On Facebook, social strategy games based on the classic online game Travian have turned into a booming business for developers like Kabam. Roman Empire is iFree Studio’s attempt to bring the formula mobile, where the format faces certain challenges. Mobile handsets generally can’t offer quite as much screen real estate as the average PC screen, and strategy games frequently revolve around carefully arranging detailed building icons on a series of maps. Roman Empire has removed this aspect of these games entirely, in favor of an interface that is almost entirely text-only.

Roman Empire

A text-only social strategy game works better than you might think. Parts of the game that typically involve swapping between two or three different maps can be managed more quickly in Roman Empire, which has the player manage all of their holdings, resources, and armies from a hub area. Different locations in the hub map to different functions. Roman Empire is still basically about amassing resources generated by farms, lumber mills, and mines – you just don’t spend time positioning these holdings on a mini-map. Instead you create the holding by purchasing it, then you generate more by upgrading the initial holding. It’s quite reminiscent of playing a text RPG like Mafia Wars.

While there’s nothing new or different about Roman Empire‘s gameplay, squeezing a game like this onto a mobile interface is genuinely impressive. The global chat channels that Travian clones usually offer, as well as other social features, are all available in Roman Empire. The game is broken into factions, dictated by which power you choose to follow (Caesar, the Senate, or the Spartans) and a very long string of tutorial quests does a good job of getting you started in the game. Roman Empire was even relatively easy on battery life, at least on the HTC Incredible used to test the game.
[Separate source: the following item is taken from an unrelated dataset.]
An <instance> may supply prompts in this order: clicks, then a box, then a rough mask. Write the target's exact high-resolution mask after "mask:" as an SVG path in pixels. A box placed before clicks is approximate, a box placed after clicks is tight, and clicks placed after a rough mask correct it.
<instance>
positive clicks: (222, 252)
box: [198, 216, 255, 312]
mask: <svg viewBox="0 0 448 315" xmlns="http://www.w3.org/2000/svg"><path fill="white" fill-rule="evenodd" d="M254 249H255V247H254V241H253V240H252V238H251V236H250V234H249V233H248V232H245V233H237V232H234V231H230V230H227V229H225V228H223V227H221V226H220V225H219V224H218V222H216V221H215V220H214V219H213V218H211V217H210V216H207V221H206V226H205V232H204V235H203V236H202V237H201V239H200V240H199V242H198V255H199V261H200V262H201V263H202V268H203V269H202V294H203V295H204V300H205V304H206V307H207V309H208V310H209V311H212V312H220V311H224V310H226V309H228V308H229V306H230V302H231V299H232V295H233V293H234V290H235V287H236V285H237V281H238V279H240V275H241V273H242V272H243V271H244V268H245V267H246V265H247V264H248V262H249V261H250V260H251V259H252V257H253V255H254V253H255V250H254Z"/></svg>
There is one problem with Roman Empire‘s text-based approach, though, and that is the abysmal quality of the in-game text. The entire game reads like it has been localized very poorly from either another language, or possibly another game. Sometimes game mechanics are referred to by highly inconsistent terms, which can get as bad as different parts of the text referring to particular holdings by different names. This would be bad enough in a game with more visual cues, but in Roman Empire the text of the game is really the only way to orient yourself.

Roman Empire

The localization issue is the main thing that keeps Roman Empire from being a solid strategy option for Android owners. Otherwise, Roman Empire has figured out how to make a classic online social genre work on mobile. Some players may well still enjoy Roman Empire despite the poor quality text, but social strategy games tend to be titles that users become deeply involved with. Any gamer interested in this sort of title would probably be much happier simply sticking to a Facebook iteration of the genre, or finding a Flash-based one compatible with their handset.

The good

  • Brings social strategy gameplay to a mobile interface. Easy on battery life. Quests give structure to gameplay. Interface is clear despite lack of standard graphical elements.

The bad

  • Text is poorly-localized to a degree that is completely annoying. Gameplay is completelystandard for genre. Lack of graphics can make some parts of the game feel very rote.